As forward-thinking communicators, how can we apply this concept to our everyday work?
4 Opportunities to Innovate PR Best Practices
- Research: While focus groups, surveys and more traditional research methods aren’t going away, technology helps us ascertain perceptions, collect feedback and gain new insights. Surveys are getting social: Social Fresh is asking readers to take a short survey on Facebook advertising, and DoubleTree used promoted tweets and Facebook ads to drive traffic to a survey housed on their Facebook page. Mining hashtags, “spying” on competitors’ online interactions, or using Facebook Groups to organize informal focus groups also help savvy businesses gain valuable insights. Use technology to create establish new research opportunities.

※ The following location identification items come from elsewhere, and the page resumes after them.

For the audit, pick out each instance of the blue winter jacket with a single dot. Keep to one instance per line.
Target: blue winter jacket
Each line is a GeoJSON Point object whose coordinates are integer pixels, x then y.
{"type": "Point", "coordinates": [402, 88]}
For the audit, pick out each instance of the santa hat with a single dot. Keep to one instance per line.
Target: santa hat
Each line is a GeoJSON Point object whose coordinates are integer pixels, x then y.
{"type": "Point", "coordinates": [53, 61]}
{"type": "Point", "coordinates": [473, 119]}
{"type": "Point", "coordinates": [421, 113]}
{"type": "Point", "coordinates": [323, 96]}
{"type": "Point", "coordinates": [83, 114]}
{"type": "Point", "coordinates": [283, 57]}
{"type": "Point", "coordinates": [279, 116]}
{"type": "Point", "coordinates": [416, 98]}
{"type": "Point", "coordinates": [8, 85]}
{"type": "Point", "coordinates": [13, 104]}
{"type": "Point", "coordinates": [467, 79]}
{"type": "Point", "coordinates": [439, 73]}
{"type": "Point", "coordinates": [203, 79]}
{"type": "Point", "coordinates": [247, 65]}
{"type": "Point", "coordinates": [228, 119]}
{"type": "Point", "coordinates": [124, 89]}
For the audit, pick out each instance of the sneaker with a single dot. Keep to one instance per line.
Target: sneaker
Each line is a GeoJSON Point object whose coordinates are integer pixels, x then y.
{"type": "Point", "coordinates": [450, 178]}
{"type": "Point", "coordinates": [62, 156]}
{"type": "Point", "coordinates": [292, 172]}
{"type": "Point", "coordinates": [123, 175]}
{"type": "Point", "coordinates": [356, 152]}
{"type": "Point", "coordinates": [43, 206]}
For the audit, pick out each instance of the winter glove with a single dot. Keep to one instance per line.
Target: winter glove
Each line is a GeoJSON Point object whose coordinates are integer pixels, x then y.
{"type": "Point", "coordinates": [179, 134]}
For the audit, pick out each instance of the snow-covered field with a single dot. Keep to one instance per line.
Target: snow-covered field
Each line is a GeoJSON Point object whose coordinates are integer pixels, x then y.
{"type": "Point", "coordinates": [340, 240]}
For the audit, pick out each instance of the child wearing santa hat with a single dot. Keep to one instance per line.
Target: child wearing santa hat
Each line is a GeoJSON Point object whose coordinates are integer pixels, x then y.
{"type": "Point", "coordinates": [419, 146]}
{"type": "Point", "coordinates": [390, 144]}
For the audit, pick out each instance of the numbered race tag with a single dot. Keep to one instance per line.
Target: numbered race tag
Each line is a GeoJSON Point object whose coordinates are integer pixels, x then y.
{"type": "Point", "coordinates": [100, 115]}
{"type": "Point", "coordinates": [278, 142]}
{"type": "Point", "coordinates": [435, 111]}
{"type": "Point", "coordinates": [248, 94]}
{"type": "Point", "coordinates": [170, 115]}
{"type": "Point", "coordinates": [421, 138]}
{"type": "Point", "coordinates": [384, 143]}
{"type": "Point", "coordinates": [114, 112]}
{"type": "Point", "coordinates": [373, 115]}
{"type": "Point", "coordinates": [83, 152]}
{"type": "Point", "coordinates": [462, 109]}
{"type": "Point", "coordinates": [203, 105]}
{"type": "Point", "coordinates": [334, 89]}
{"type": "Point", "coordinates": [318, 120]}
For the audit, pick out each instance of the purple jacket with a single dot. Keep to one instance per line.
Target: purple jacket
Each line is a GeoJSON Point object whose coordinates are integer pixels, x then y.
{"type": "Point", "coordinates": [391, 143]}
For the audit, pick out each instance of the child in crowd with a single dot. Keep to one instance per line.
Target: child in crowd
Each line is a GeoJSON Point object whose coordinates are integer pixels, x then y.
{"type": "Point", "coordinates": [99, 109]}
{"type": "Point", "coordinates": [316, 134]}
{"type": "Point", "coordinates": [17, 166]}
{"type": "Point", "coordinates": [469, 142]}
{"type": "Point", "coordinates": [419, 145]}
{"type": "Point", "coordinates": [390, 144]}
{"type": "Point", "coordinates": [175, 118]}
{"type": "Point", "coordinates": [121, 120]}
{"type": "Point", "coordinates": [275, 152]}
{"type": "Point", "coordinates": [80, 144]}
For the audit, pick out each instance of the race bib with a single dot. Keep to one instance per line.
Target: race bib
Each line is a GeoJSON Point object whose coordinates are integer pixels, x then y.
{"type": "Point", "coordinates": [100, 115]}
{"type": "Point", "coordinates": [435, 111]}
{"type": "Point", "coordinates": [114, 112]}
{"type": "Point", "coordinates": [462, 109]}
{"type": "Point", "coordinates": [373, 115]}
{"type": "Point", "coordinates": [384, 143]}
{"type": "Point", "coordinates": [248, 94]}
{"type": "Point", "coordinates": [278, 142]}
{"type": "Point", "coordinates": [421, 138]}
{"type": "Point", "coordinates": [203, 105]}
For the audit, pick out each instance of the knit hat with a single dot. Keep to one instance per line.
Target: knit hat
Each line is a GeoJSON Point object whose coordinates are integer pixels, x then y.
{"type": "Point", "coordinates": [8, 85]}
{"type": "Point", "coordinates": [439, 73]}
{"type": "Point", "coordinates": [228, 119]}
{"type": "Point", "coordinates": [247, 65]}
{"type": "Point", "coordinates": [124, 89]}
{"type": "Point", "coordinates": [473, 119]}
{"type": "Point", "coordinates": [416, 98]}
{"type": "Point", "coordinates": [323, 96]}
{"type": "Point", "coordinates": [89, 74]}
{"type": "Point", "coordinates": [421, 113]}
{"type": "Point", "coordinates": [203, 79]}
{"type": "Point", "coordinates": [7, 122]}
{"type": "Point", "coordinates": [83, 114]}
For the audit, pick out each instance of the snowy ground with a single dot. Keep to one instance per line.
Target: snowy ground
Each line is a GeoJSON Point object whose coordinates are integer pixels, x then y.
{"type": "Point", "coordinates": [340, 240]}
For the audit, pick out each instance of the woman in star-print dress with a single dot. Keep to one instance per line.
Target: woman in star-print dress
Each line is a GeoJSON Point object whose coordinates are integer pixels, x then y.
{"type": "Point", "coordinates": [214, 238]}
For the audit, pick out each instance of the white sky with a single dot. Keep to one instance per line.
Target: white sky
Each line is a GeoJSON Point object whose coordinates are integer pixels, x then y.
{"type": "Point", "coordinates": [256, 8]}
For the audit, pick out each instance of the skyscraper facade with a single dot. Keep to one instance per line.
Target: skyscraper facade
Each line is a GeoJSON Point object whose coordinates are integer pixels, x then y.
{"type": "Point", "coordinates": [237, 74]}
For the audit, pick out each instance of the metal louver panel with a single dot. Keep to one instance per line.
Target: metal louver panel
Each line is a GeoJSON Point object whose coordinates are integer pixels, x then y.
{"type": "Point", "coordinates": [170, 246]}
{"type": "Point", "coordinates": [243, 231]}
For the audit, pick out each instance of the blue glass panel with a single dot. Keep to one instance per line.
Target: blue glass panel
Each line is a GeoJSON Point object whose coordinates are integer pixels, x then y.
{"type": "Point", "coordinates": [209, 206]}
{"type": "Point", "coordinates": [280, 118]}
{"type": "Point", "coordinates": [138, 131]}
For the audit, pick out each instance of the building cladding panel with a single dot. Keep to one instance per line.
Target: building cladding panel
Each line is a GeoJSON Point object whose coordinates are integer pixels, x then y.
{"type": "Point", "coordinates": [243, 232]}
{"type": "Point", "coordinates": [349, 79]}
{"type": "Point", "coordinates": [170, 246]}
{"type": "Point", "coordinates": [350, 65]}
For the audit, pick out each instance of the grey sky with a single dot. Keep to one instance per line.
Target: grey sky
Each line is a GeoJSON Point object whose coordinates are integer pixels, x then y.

- Relationships: A major component of public relations is building relationships — whether that’s with media, customers, industry analysts, investors or internal audiences … just to name a few. Social media opens a treasure trove of relationship-building opportunities. But, only if you invest the time in building those connections. For example, I can trace more than 80% of Geben’s business back to relationships that began via social media — and most of those go back to Twitter. What’s my secret? Twitter lists. For me, they’re invaluable. I’ve created private lists for media, clients/partners, prospects, “real life” friends and family, etc. That way, I don’t miss updates and opportunities for conversation with those key groups of people. Larger companies may want to invest in a social CRM-type service. If you believe in the importance of “offline” networking, why not translate that to online activities? Just find a system or a process that works for you.
- Measurement: My friend Chuck Hemann has lots to say on this topic. For starters, check out this measurement presentation, especially slide 22. In addition to measuring campaign outcomes, we should track the performance of content we post on social networks. If you’re not measuring individual pieces of content, how do you know what and when to post? Data can help us be more effective in other ways, too. Think back a few years: When you developed topics for speeches or bylined articles, how did you know what subject to cover? You want to cover subjects that will pique people’s interest, right? How about looking at your site’s Google Analytics to understand what topics drive the most traffic to your site? Or, what keywords are people using to find your site? That data offers valuable clues about the topics people are interested in, and the types of questions they have. Don’t ignore the data.
- Writing: Writing is a core tenant of public relations. Even in today’s digital world, if you can’t write, I think you’ll struggle to be a truly effective PR person. But, you have to update your writing skills. Traditional PR people still struggle to translate their writing across various mediums. Writing a press release or whitepaper is very different than how you’d craft a blog post, Facebook update, YouTube description or tweet. As you look to excel in today’s social world, you MUST understand how to adapt your writing across various channels. That doesn’t mean you should abandon traditional writing best practices; rather, look for opportunities to understand things like SEO, phrases to drive engagement, links as the currency of the web, and so on.
In PR, we need to nail the basics. Understand the fundamentals of PR, but seek opportunities to improve. “The ways it’s always done” isn’t enough. Shake things up. Disrupt the status quo. Innovate best practices. You might be amazed at what you create.